IhrPlatz insolvent : Auch Schlecker-Tochter ist pleite
Nach dem Mutterunternehmen Schlecker ist nun auch die Tochterfirma IhrPlatz zahlungsunfähig. Schlecker-Insolvenzverwalter Arndt Geiwitz sagte, die Firma habe beim Amtsgericht Ulm den Antrag auf Einleitung eines Insolvenzverfahrens eingereicht. Betroffen seien rund 650 Filialen und 5.800 Mitarbeiter.
Verwalter Geiwitz betonte, das Tochterunternehmen solle im Rahmen einer ganzheitlichen Konzernlösung restrukturiert werden. Ziel sei der Erhalt des gesamten Unternehmens. In den kommenden Tagen werde es auch Gespräche mit dem Gesamtbetriebsrat und der Gewerkschaft ver.di geben. Am Montag hatte bereits Schlecker Insolvenz angemeldet. IhrPlatz und die Auslandsgeschäfte waren von diesem Schitt zunächst nicht betroffen.
Schlecker verkauft wieder
Das Mutterunternehmen Schlecker konnte sich unterdessen mit einem der wichtigsten Gläubiger einigen.
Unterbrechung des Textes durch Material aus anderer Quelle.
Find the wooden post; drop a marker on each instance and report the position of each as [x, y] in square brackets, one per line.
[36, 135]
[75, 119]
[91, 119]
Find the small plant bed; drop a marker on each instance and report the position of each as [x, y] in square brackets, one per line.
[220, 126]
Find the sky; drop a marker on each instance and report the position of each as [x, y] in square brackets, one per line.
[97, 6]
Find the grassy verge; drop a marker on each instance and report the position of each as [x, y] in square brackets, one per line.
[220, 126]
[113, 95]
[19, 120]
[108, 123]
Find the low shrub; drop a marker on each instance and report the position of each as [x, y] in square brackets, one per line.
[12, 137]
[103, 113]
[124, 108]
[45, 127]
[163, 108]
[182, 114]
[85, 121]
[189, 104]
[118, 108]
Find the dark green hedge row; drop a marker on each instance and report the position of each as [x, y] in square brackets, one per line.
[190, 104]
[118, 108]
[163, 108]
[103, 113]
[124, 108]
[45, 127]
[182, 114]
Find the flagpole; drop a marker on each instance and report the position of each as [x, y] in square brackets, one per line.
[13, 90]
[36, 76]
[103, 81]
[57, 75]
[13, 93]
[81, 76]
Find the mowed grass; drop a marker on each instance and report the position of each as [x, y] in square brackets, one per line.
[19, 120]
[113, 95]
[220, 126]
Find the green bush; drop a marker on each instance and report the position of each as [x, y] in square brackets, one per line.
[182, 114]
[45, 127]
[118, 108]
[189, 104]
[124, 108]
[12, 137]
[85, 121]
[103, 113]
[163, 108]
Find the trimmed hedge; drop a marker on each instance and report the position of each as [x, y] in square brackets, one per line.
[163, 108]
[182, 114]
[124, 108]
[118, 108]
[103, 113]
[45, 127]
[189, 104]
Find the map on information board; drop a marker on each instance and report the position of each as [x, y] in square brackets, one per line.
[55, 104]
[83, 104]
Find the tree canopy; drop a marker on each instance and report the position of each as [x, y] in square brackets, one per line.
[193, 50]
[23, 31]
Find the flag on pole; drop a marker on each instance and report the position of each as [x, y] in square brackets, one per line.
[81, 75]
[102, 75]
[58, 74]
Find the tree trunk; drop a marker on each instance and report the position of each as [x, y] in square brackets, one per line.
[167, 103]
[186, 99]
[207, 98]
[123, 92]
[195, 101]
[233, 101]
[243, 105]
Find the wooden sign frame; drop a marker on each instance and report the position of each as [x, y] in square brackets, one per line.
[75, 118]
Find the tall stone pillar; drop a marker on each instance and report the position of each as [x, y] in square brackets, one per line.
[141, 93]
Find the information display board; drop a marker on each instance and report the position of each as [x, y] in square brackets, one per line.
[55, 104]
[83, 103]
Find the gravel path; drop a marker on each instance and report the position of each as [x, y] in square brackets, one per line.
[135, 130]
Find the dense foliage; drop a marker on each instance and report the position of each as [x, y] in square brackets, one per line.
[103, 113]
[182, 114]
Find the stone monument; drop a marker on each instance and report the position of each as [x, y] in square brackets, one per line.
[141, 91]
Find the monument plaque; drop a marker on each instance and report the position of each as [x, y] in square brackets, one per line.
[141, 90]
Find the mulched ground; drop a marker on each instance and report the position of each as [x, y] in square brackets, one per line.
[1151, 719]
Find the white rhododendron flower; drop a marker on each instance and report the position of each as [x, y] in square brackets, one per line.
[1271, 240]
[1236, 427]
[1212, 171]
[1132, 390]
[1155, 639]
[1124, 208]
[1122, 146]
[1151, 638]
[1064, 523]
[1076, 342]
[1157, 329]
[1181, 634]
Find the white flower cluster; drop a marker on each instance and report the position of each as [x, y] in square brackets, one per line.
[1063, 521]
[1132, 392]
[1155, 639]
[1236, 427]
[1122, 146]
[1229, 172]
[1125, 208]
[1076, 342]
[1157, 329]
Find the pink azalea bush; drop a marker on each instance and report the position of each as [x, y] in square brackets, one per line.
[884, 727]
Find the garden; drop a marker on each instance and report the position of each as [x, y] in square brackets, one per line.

Das Unternehmen teilte mit, die Kooperation mit dem Einkaufsverbund Markant werde fortgesetzt. Insolvenzverwalter Geiwitz sagte, die Einigung sei ein wichtiger Baustein, um die "uneingeschränkte Betriebsfortführung" von Schlecker sicherzustellen. Warenbestellungen, Lieferungen und Abrechnungen für die Schlecker-Märkte in Deutschland wieder sichergestellt.
Der Verwalter hofft, auch die Gespräche mit anderen Lieferanten in den nächsten Tagen positiv abschließen zu können. Nachdem die Drogeriekette am Montag offiziell die Insolvenz beantragte, hatte unter anderem der Konsumgüterkonzern Unilever am Dienstag seine Lieferungen an Schlecker eingestellt. Das Familienunternehmen hatte nach drei Jahren mit Verlusten zum Jahresende bereits 600 seiner knapp 8.000 Filialen in Deutschland geschlossen.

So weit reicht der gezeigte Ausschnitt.